Texas Ranger Darren Mathews isn’t sure he’s been a good cop, but believes he’s got a shot at being a good man—if he manages to dodge the potential indictment hanging over his head and if he, from here on out, pledges allegiance to the truth. It’s a virtue the country appears to have wholly lost its grip on, but one Darren sees as his salvation. He is in the midst of remaking his life with the woman he loves, hoping for the peace of country living at his beloved farmhouse, when he is visited by someone who couldn’t hold the truth on her tongue if it was dipped in sugar, a woman who’s always been bent of tearing his life apart. His mother.

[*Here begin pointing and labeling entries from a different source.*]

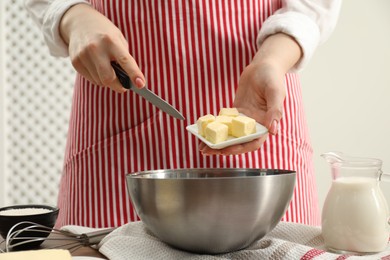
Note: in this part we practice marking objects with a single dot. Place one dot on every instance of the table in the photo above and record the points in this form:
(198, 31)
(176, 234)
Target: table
(82, 251)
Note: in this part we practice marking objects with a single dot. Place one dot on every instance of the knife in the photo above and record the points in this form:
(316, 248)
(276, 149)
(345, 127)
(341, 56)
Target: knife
(124, 79)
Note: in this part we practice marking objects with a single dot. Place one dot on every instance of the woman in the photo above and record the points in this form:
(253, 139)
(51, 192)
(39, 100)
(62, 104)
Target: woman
(200, 56)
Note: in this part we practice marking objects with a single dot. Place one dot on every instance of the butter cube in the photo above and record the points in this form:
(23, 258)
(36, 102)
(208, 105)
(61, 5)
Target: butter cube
(228, 111)
(216, 132)
(203, 121)
(243, 125)
(226, 120)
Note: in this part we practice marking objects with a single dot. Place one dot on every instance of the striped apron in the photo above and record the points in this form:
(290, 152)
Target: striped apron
(192, 53)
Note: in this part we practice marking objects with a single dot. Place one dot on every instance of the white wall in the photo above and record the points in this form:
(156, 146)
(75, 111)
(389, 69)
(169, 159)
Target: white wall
(2, 126)
(347, 89)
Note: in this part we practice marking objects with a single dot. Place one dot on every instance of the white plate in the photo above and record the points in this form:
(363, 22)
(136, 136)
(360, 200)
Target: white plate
(260, 131)
(86, 258)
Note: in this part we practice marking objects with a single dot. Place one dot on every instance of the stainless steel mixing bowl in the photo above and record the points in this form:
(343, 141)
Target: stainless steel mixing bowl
(211, 210)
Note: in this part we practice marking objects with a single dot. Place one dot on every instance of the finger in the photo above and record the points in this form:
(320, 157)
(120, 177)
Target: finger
(80, 68)
(86, 61)
(274, 111)
(128, 63)
(107, 74)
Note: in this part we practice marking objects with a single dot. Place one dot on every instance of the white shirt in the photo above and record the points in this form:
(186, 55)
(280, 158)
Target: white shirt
(309, 22)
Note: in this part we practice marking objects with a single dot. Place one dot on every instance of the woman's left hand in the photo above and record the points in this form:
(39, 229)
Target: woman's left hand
(261, 90)
(260, 95)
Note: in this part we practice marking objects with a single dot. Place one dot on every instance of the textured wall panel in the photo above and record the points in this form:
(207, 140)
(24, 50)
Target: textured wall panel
(38, 91)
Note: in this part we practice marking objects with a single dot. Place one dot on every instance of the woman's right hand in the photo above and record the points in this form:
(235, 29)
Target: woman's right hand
(93, 42)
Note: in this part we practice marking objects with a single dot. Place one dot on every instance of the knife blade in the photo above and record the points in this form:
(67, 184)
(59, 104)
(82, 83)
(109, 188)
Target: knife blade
(124, 79)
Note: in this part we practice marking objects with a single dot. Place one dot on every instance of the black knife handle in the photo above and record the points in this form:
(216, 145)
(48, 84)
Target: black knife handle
(124, 79)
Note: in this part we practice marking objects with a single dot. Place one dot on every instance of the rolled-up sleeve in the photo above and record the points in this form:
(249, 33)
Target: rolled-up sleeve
(47, 14)
(309, 22)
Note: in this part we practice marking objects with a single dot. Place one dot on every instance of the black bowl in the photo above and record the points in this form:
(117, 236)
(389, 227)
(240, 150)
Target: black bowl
(46, 219)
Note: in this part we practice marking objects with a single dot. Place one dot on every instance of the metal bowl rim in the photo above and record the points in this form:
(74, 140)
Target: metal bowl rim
(144, 174)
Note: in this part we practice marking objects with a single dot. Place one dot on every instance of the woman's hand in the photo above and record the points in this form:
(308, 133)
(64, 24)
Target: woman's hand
(93, 42)
(261, 89)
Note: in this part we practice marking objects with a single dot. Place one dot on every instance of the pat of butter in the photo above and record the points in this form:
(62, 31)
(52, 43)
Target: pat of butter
(203, 121)
(43, 254)
(228, 111)
(226, 120)
(216, 132)
(243, 125)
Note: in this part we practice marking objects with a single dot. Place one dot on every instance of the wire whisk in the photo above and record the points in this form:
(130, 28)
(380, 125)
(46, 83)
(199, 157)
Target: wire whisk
(25, 235)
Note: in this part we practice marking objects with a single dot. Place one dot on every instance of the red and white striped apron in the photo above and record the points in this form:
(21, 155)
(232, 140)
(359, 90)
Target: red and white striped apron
(192, 53)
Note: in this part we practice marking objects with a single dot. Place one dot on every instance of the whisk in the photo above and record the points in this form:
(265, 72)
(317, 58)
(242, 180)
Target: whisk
(18, 237)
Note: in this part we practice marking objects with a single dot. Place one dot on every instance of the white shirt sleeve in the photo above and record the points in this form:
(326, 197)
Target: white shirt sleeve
(47, 14)
(309, 22)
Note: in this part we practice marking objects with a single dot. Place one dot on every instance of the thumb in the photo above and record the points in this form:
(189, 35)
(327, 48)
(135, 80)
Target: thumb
(274, 115)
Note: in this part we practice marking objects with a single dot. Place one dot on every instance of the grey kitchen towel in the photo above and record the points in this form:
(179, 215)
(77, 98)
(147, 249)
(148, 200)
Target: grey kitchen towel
(286, 241)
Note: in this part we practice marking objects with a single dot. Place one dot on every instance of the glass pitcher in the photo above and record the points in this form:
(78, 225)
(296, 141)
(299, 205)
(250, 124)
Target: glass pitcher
(355, 215)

Armed with a tall tale about a missing Black college student, Sera (whose white sorority sisters insist she isn’t missing at all). Darren must decide if his can trust his mother is telling the truth—and what her ulterior motive may be, and what if that motive has to do with a grand jury deciding his fate.
Darren gets his hooks into the investigation, along the way discovering things about Sera’s family and her hometown that are odd at best, vaguely sinister at worst. Hamstrung by local law enforcement and the Texas Rangers who likewise doubt the account of a missing girl, if Darren wants answers, he’ll need help from the person whom he swore to never trust again—his mother.
In this emotionally stirring conclusion to the singular Highway 59 series, set three years after the events of Heaven, My Home, Darren reckons with his life’s purpose as he’s forced to choose between his own peace and the higher call to do good.
About Attica Locke: Attica Locke is a NY Times best-selling author of five novels, including Bluebird, Bluebird, which won the Edgar Award for Best Novel. She is also a winner of the Harper Lee Prize for Legal Fiction, the Ernest Gaines Award for Literary Excellence, and she has been short listed for the Women’s Prize for Fiction and nominated for an LA Times Book Prize and an NAACP Image award for her work as a novelist. Locke is also a screenwriter and TV producer, with credits that include Empire, When They See Us and the Emmy-nominated Little Fires Everywhere, for which she won an NAACP Image award for television writing. She co-created and executive produced an adaptation of her sister Tembi Locke’s memoir From Scratch: A Memoir of Love, Sicily, and Finding Home for Netflix. A native of Houston, Texas, Attica lives in Los Angeles, California.